Rich drove fast. We were cruising on occasion at 95 MPH. He is a superb driver. Some people can do it. Some even like it. He loved to take the curves at high speed. Had his IQ been twenty points lower, he might have hung his head out the window and yelled. As it was, he drove with caution, but always held a joint between his lips. All I had to do was to keep them rolling. I learned how to do it without spilling. All this while we listened to Coppola’s thumping helicopters and mad Wagner. “I love the smell of napalm in the morning.”

Mikey and I were in a history seminar together taught by an insane Italian Stalinist who invited us boys to his basement apartment to play chess. Calabria used to pound the table and demand to know why we hadn’t completed the assigned reading of Braudel’s 900-page history of the Mediterranean. When we got to his apartment, our professor was already manic. He started crawling around on the floor and pulled the garbage can down on himself. He was enraged that at 37 he was still living in student housing and couldn’t afford to take a woman out on a date. He was just one of the many radicals I came to know who secretly wanted to be rich.

“That’s Cambodia, Captain.” Willard was our hero, not Brando. We were not even half way to Vegas when the fog descended. The bullet-riddled Datsun was now crawling at less than 30 miles per hour. I was into my third joint. Rich was having the time of his life. Mikey had fallen asleep.

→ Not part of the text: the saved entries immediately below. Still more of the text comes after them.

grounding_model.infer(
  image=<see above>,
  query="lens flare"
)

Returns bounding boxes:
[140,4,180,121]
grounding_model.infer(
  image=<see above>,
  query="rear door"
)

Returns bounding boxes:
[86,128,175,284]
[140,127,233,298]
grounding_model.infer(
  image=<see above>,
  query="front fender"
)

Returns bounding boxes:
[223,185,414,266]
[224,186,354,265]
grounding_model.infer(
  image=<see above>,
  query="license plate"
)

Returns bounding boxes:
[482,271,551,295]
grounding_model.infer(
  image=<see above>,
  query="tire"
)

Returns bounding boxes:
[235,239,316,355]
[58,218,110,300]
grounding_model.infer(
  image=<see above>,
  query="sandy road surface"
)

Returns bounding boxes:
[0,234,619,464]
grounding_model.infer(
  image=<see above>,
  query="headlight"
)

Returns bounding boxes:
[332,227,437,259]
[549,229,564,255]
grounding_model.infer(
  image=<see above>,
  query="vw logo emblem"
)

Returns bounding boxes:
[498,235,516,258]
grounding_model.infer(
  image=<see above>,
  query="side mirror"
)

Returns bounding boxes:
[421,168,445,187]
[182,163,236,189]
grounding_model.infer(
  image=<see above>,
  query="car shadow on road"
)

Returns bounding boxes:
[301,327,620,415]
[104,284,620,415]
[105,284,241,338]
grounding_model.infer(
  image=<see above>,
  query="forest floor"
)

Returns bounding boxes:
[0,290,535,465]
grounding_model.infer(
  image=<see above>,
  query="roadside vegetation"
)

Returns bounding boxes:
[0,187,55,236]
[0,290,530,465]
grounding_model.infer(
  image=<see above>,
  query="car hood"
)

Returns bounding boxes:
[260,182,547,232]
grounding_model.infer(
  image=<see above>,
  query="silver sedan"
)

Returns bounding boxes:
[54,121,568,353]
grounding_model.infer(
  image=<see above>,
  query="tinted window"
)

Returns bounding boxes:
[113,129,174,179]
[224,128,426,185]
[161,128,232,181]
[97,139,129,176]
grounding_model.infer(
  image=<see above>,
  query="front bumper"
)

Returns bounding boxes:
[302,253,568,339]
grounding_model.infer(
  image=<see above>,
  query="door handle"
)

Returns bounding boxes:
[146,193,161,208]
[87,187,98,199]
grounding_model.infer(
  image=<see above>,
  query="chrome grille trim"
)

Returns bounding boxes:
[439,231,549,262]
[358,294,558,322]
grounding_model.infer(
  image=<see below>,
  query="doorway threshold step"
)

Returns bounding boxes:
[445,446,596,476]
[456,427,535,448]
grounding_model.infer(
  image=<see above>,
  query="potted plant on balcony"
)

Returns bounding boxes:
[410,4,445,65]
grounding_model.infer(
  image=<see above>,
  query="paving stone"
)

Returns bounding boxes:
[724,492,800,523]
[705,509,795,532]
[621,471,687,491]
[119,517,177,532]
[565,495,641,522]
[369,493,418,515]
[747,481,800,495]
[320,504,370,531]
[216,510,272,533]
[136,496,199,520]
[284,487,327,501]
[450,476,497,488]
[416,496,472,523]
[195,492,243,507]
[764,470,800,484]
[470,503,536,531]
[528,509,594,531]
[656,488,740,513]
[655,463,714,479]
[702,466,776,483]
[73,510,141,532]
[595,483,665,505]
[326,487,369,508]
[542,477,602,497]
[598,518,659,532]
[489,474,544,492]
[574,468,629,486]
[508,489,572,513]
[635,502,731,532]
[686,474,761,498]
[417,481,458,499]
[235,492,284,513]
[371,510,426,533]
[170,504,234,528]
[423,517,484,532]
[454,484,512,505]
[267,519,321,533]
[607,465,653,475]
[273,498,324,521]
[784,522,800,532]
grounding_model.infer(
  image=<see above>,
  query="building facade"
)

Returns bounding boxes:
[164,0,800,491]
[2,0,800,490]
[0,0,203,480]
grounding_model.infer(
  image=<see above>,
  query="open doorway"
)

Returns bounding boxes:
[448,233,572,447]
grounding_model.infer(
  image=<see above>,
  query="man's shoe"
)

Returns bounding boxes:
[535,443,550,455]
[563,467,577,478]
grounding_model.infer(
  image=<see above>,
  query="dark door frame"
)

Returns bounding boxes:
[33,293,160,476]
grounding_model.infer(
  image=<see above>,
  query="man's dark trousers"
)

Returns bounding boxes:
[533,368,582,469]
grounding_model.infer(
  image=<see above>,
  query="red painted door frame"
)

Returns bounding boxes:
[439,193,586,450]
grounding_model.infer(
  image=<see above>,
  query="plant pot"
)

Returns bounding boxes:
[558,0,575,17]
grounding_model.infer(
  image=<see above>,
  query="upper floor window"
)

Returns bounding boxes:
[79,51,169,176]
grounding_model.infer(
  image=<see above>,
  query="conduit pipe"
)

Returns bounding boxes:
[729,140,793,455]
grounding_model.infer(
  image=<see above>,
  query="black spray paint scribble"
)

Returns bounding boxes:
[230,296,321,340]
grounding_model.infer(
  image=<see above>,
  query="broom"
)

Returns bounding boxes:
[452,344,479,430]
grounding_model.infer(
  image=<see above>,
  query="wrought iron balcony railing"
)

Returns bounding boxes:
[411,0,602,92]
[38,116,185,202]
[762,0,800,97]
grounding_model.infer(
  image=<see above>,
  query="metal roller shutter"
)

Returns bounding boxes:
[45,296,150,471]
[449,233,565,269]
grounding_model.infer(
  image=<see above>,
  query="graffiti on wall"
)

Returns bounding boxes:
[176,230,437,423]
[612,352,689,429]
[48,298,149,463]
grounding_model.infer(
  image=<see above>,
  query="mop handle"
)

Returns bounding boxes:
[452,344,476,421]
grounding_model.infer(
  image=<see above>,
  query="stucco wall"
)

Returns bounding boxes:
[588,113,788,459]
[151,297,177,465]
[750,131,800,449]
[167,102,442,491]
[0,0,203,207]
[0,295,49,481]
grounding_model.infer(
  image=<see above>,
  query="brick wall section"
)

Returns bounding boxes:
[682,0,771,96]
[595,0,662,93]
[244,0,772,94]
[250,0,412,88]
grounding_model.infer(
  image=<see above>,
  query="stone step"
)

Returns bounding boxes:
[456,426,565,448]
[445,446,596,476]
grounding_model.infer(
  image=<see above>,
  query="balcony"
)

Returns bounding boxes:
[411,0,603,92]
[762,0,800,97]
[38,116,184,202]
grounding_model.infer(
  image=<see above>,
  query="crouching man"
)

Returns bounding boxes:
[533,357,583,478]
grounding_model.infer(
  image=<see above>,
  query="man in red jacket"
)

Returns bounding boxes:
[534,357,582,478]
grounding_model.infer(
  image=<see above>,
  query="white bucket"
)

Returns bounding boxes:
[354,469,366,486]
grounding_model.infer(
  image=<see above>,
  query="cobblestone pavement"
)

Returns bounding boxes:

We were right there with the boys as they went up river. “Never get out of the boat.” That became our anthem. We knew intuitively what that meant. One never knew what one might find out there in the jungle.

“Terminate with extreme prejudice.” Those were haunting words of instruction directed at young Willard. He had been given a lot to think about. He carried pictures of the uniformed Kurtz in a file but had trouble matching the man of great military accomplishment with the maniac in the jungle. I think of this now as I read The New York Times. It’s been nearly forty years. If you’ve seen this movie, the man in the White House today may seem somewhat familiar, a type whose methods many find as unsound as Kurtz’s. Of course, forty years ago, the man in the WH was not Marlon Brando but an actor held in what many might say was less high regard. But this is now, not then. I don’t recall thinking at all about politics as we plowed through the thick pea soup fog of California’s Central Valley.

“Disneyland? Fuck, man, this is better than Disneyland!” That’s how I felt about that long drive to Vegas. I can understand sweet Lance’s enthusiasm for his cruise up the Mekong. We turn mayhem into glory. How, I can’t say. Why? Who the hell knows? All I know is that I will never forget breaking out of that dim soupy tunnel and seeing Oz on the horizon. But those were the pre-MGM days of Vegas when the place was still run by the mafia from Central Casting, not Bugs Bunny but Bugsy Segal.

By this time, we were getting hungry.  The pot-smoking didn’t help. We had all eaten before departing, but Rich knew a weird place off the highway, so he headed along an old postal route from the days of the stage coaches. At a distance, we could see some lights. Rich suggested we put on our shoes and things and try to make ourselves presentable. Evidently, this spot was popular among the wealthy ranch set and wouldn’t be too excited about serving scraggly college kids reeking of weed. We parked between a Mercedes-Benz and one of those luxury pickup trucks with all-leather interiors.

Actually, the place was nearly empty. It was well past dinner time, of course, but they were still serving. We sat at the window which afforded a magnificent view onto the valley. It was some sort of weird health-conscious native food eatery, maybe best described as high-end Southwest cuisine. Our neighbor was sipping desert mint tea sweetened by hummingbird saliva and the man with her lapped pomegranate wine. Mikey ordered the same. Rich and I got a cactus drink, a divine concoction of pine sap sweetened by cactus rind and desert rosehips with a drizzle of wild honey. The menu said it had been harvested not from the hive but from the beaks of mountain owl. Even if the chef wasn’t a genius, we decided the restaurant’s publicist was, because the menu was very clever if at times over the top.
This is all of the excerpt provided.